On the Optimization of an Adaptive State Estimation of Dynamic Systems in the Presence of Time-varying Outliers
Volume 13, Issue 1 (2002), pp. 89–104
Pub. online: 1 January 2002
Type: Research Article
Received
1 June 2001
1 June 2001
Published
1 January 2002
1 January 2002
Abstract
The problem of recursive estimation of a state of dynamic systems in the presence of time-varying outliers in observations to be processed has been considered. A learning phase used in the state estimation is investigated, assuming that the observations of a noisy output signal and that of a training one are given.

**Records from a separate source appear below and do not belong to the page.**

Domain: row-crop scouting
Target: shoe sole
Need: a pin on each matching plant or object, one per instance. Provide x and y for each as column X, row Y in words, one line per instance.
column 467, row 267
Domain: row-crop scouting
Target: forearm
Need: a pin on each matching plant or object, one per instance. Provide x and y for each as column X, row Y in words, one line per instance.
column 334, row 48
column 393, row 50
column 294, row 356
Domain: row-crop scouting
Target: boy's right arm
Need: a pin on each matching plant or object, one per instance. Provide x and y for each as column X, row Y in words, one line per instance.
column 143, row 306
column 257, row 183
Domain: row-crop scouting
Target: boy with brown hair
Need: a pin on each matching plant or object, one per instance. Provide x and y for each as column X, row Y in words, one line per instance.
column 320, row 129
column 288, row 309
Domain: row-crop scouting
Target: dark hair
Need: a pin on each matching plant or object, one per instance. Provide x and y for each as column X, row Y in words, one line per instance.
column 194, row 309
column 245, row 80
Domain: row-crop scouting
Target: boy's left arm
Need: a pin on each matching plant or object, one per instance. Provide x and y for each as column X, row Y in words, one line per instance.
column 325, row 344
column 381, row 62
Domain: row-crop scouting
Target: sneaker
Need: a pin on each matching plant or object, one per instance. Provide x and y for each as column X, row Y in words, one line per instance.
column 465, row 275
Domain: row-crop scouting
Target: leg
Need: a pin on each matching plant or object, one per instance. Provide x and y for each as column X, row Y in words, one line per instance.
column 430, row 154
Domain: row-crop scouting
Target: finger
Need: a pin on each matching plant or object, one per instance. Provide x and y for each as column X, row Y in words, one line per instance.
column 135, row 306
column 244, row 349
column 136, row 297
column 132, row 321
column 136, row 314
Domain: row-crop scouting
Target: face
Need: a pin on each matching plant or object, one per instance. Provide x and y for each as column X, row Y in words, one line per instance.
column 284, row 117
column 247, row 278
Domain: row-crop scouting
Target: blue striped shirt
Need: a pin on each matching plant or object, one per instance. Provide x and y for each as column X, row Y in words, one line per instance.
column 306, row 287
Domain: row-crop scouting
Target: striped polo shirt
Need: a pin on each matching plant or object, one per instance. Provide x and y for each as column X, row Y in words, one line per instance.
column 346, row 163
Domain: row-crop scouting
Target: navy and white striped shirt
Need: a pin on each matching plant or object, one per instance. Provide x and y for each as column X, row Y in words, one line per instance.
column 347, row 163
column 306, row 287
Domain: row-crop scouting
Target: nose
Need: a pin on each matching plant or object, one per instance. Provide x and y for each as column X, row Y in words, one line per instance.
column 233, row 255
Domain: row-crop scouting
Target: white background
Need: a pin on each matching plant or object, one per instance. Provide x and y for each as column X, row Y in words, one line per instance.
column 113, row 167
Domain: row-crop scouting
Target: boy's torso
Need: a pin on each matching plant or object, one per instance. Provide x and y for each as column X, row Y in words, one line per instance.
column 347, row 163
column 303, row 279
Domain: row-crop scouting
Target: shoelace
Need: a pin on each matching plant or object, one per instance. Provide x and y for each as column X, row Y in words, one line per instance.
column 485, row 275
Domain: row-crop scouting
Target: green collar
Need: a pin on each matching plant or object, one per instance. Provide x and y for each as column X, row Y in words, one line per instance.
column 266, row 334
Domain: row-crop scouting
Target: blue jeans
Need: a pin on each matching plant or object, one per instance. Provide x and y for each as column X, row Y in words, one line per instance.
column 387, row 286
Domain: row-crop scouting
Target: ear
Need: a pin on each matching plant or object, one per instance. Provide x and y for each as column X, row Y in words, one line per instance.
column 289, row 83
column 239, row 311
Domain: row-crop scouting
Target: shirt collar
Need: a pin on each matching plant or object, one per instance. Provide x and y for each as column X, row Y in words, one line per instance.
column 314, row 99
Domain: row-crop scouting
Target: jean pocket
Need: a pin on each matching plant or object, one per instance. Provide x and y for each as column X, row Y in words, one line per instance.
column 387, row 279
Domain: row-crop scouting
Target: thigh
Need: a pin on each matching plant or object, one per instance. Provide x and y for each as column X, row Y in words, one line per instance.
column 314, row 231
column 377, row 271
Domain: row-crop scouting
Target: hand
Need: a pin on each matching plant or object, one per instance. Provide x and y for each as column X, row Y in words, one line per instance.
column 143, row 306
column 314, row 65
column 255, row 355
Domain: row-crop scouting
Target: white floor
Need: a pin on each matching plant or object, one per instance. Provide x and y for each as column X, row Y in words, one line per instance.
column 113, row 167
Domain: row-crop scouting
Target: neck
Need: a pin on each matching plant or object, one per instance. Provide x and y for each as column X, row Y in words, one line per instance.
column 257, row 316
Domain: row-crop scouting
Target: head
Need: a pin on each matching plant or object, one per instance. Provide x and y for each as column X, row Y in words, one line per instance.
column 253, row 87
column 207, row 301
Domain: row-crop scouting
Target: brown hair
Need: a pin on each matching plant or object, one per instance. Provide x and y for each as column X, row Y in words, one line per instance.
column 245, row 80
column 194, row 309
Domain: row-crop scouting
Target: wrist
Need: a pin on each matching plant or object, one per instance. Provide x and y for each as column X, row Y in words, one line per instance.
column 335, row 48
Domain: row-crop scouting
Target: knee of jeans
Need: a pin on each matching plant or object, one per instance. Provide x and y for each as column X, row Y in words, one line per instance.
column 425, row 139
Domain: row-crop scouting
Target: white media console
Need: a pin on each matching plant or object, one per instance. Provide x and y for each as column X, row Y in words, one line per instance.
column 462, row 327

A technique based on robust filtering by means of a bank of parallel Kalman filters and on the procedure of optimization of the state estimation itself is used, choosing, at each time moment, a current estimate, that ensures a minimal absolute deviation from the current value of the teaching signal. An approach, based on the relation between the mean squared deviation of state estimates from the true state and innovation sequence variance as well as on the fact that both variables achieve their minimum for the same filter from the respective Kalman filter bank, is proposed here for a working phase, where a training signal will be absent. The recursive technique based on an adaptive state estimation with optimization procedure is worked out. The results of numerical simulation of the linear discrete-time invariant (LTI) system (56) by computer using a bank, consisting of Kalman filters are given (Figs. 1–5).